Ontem, disse Ramon, quando o senhor falhou em sua aposta e constatamos que não tinha dinheiro, apostei com o americano mil dólares como eu conseguia te fazer comer Dolores. Ele disse que era impossível, que jamais poderia ser feito. Então bolamos o plano, largamos o senhor pelado na cidade e inventamos a história. Até este ponto o acordo com o gringo era cem dólares como você voltava. Depois mais mil dólares como além de voltar nós faríamos com que o senhor comesse Dolores. E como o senhor cumpriu, pelo que vejo, seu papel, somos muito gratos pela renda extra que proporcionou à casa.
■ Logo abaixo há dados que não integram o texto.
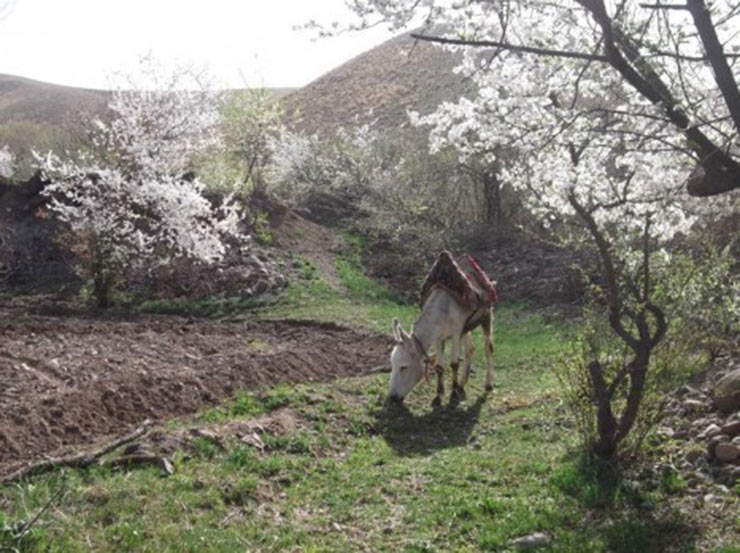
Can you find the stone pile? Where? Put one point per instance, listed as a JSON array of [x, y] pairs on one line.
[[702, 429]]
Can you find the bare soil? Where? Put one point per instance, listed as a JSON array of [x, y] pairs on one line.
[[68, 382]]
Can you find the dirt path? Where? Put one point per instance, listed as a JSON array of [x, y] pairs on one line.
[[67, 382]]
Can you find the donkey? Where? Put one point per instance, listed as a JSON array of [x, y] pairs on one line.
[[442, 318]]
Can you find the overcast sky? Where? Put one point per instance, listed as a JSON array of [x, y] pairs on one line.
[[84, 42]]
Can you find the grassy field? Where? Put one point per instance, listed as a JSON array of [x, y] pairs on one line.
[[349, 473]]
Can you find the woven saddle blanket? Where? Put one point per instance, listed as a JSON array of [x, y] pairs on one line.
[[466, 281]]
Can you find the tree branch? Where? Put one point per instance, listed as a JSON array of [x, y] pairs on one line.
[[511, 47], [722, 72], [78, 460]]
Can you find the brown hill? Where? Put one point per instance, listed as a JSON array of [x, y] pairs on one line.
[[381, 84], [24, 99]]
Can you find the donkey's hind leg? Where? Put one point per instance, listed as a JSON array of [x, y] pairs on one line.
[[468, 360], [439, 369], [487, 328]]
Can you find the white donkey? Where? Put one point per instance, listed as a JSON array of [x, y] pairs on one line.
[[442, 318]]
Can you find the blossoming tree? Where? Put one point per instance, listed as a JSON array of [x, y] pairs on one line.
[[597, 113], [132, 202], [7, 162]]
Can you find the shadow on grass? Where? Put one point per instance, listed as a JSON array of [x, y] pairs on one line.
[[625, 518], [409, 435]]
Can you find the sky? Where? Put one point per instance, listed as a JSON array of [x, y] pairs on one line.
[[84, 43]]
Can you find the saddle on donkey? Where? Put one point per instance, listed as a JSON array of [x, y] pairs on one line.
[[467, 283]]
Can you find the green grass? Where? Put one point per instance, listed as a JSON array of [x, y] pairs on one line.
[[358, 475]]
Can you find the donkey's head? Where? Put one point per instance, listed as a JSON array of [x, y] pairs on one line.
[[407, 363]]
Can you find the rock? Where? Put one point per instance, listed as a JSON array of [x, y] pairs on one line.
[[731, 428], [692, 405], [726, 452], [538, 539], [729, 475], [693, 454], [726, 392], [714, 441], [710, 431], [667, 431], [688, 390], [260, 287], [280, 281]]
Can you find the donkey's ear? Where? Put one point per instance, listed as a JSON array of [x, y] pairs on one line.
[[397, 330]]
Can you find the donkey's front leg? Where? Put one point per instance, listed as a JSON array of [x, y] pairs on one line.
[[457, 391]]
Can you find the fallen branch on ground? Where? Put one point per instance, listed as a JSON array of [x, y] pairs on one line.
[[78, 460]]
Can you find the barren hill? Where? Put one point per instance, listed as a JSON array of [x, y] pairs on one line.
[[382, 83], [24, 99]]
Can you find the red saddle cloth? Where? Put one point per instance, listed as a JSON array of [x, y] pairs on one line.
[[466, 281]]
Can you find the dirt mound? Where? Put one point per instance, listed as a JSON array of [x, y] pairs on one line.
[[380, 85], [68, 382]]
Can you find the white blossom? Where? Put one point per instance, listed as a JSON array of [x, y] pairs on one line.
[[7, 162]]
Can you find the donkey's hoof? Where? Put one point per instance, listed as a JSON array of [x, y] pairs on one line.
[[457, 394]]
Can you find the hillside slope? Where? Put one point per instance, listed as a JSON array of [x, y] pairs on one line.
[[381, 84], [24, 99]]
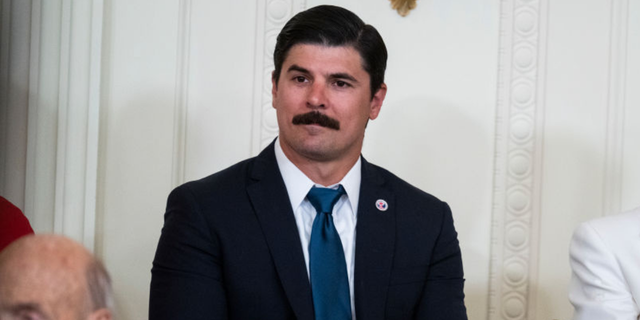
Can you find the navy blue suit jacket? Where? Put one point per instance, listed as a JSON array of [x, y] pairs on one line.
[[230, 249]]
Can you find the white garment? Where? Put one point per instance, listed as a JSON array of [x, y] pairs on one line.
[[605, 263], [344, 211]]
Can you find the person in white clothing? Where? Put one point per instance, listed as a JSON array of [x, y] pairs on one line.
[[605, 264]]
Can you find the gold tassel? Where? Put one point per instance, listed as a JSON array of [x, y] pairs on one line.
[[403, 6]]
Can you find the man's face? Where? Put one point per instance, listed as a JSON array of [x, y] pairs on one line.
[[326, 82], [42, 282], [37, 297]]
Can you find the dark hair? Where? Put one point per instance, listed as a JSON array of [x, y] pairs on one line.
[[334, 26]]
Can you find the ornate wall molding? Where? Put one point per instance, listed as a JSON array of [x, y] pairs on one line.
[[612, 197], [14, 84], [270, 18], [64, 112], [181, 105], [517, 174]]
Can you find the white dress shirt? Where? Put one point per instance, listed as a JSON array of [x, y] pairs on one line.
[[344, 211]]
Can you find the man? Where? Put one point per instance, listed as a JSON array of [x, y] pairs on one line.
[[275, 236], [605, 263], [51, 277]]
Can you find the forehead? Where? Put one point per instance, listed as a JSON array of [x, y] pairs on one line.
[[341, 58]]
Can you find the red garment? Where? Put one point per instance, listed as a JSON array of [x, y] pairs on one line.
[[13, 224]]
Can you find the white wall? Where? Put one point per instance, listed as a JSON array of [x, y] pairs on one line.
[[522, 115]]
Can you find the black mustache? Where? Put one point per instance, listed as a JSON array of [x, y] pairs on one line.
[[315, 117]]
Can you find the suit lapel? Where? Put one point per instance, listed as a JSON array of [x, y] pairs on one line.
[[375, 241], [272, 206]]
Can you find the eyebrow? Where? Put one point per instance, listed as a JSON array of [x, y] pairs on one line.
[[338, 75]]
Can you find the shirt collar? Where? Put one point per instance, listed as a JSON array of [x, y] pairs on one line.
[[298, 184]]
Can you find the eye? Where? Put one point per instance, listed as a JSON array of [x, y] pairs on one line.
[[342, 84]]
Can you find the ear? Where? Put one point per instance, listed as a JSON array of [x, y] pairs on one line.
[[376, 102], [101, 314], [274, 89]]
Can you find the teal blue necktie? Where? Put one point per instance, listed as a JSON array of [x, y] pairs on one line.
[[327, 267]]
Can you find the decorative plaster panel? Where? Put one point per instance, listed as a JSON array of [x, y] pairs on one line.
[[271, 17], [182, 94], [64, 109], [612, 196], [517, 160]]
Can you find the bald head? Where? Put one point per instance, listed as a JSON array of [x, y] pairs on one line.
[[52, 277]]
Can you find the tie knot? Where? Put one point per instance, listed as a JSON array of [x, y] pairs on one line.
[[323, 199]]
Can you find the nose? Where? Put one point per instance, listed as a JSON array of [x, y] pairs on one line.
[[316, 97]]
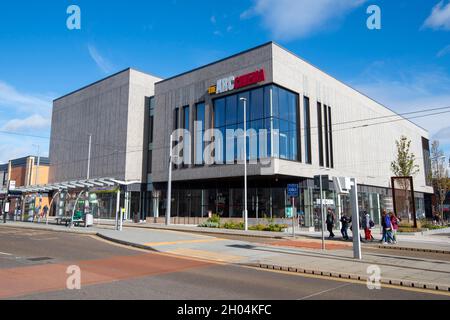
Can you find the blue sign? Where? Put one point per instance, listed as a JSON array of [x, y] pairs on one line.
[[293, 191]]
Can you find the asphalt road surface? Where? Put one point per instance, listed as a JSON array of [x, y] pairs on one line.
[[34, 265]]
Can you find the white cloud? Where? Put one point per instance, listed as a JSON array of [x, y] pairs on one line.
[[22, 112], [101, 62], [443, 135], [34, 122], [18, 147], [445, 51], [289, 19], [12, 98], [408, 91], [440, 17]]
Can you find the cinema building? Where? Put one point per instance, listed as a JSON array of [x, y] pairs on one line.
[[314, 123]]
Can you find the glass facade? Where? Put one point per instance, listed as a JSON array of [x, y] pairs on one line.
[[307, 130], [271, 201], [269, 108], [199, 131]]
Já mandei tirar suas coisas do lixo e quando o senhor quiser partir, esteja à vontade.

Senti uma raiva que nunca pensara possível, aliada a uma sensação de estupidez e fracasso que só agora eu conhecia. Então todo o nojo e sofrimento pelo qual eu passara fora à toa, apenas parte de uma aposta maior que cobriria o fato de eu dever algum dinheiro a eles. Eu não teria forças para me vingar pois a humilhação gritava mais alto que o ódio. Apenas me limitei a pedir minhas coisas e cair fora.

Saí de lá sentindo que meu pau nunca me perdoaria daquele crime que eu havia cometido contra ele, e que eu talvez fosse o ser humano mais estúpido na face da terra, por isso teria merecido comer a mulher mais feia já nascida. Ao menos conseguira minhas roupas e minha passagem de volta pra casa, e no estado de degradação física, moral, psicológica e sexual que eu me encontrava, isso era o suficiente. Apenas queria conseguir voltar pra casa o mais rápido possível, e lá me esconder, e nunca mais sair, e nunca contar pra ninguém como fora minha viagem ao México.

"Encontre a felicidade no México!" era o que dizia o panfleto de propaganda da agência de viagens pela qual eu viajara. E eu estava a uns cem metros já do local maldito quando ainda pude ouvir, pela última vez, ecoar no ar alguns acordes de sanfona, acompanhados pela gargalhada debochada do velho.